She was aided or bedeviled by the sex-obsessed building manager Schneider (Pat Harrington) and, in later seasons, her mother (Nanette Fabray).
No gay content, but there was a lot of beefcake, as a steady stream of cute guys dated and eventually married Barbara and Julie.
I still get nostalgic when I hear:
This is it -- this is life, the one you get, so go and have a ball.
This is it -- straight ahead, and rest assured, you can't be sure at all.
In 2017, Netflix is airing a reboot, with the same theme song. The family is now Cuban, and Penelope (Justina Alvarado), in addition to being divorced, is a military veteran -- maybe the first female veteran I've ever seen on tv.
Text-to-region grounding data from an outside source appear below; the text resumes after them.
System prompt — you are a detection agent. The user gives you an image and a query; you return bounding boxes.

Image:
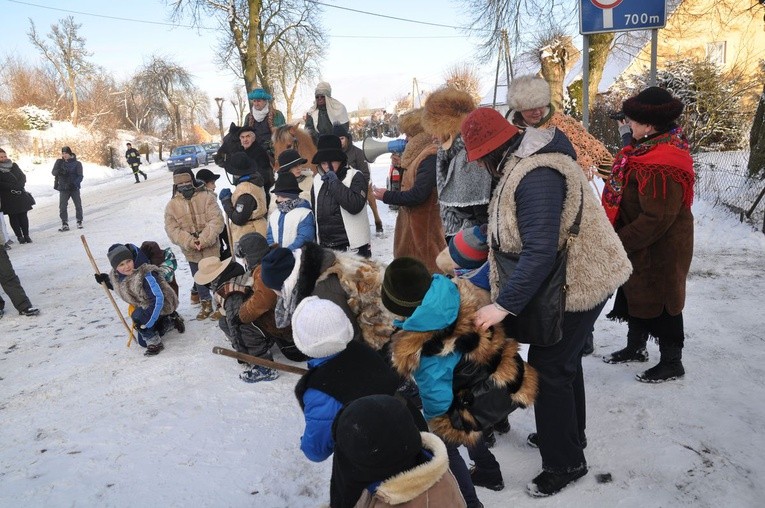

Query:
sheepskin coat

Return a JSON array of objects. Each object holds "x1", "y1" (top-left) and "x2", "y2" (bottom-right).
[
  {"x1": 164, "y1": 188, "x2": 225, "y2": 263},
  {"x1": 390, "y1": 279, "x2": 538, "y2": 446},
  {"x1": 488, "y1": 129, "x2": 632, "y2": 313},
  {"x1": 352, "y1": 433, "x2": 466, "y2": 508},
  {"x1": 386, "y1": 132, "x2": 445, "y2": 274}
]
She works for Dr. Leslie Berkowitz (Stephen Tobolowski), who is also dating her mother, Lydia (Rita Moreno).
No Julie, but serious teenage Elena (Isabella Gomez) is a clone of Barbara, and there's a wisecracking tween, Alex (Marcel Ruiz).
Schneider is still around (Todd Grinnell, top photo), with the porn stache and sex obsession of the original.
The beefcake is still ample, with various male friends and boyfriends parading about: Eric Nenninger (left), Froy Gutierrez, Peter Banifaz. Mom is quite the cougar, often being cruised by twinks like Jay Hayden (below)
And that annoying laugh track is still punctuating every sentence.
But there's a big difference: gay content.
The gay angle is the main plot arc of the season.
First Elena tells her brother that she likes girls; then she wonders if she should try sex with boys first, just to see. She "doesn't hate" kissing boys, but decides that she prefers girls.
Ok, that storyline is insulting. It's easy to tell if you find boys, girls, or both attractive. You don't have to do things in order to find out.
After she tells Alex, he goes to Schneider and asks about lesbians. Schneider is shocked: "I don't think I should tell you anything without your mother's permission."
Ok, that's just plain homophobic. Schneider apparently believes that the phrase "some girls like girls" is much too graphic and sexually explicit for a 12-year old to hear.
Then she comes out to Grandma Lydia, who overcomes her religious bigotry in 20 seconds and asks "When is the parade?"
Penelope pretends to be ok with it, but isn't, and is upset because she's not ok with it. She's not homophobic, exactly, but with her daughter it's different -- she wanted bonding over discussions of hot boys, prom dresses, weddings, grandchildren. Ok, Elena can get some of those things, but it won't be the same.
Penelope's lesbian friend takes her to a gay bar for immersion therapy, where a hot guy, who happens to be straight and into her, assures her that she's not homophobic. It just takes some time to adjust to such a profound change in what she always assumed her daughter to be.
Ok, I'm not happy with that storyline. Penelope was entirely heteronormative, aware that gay people exist, but never considering the possibility that Elena or Alex might be gay. But it's an interesting change of pace from the usual sitcom responses: over-the-top gung-ho support or 1950s-era abject horror.
I'll give the show a B for trying. And for beefcake.
But a B- for that annoying laugh track.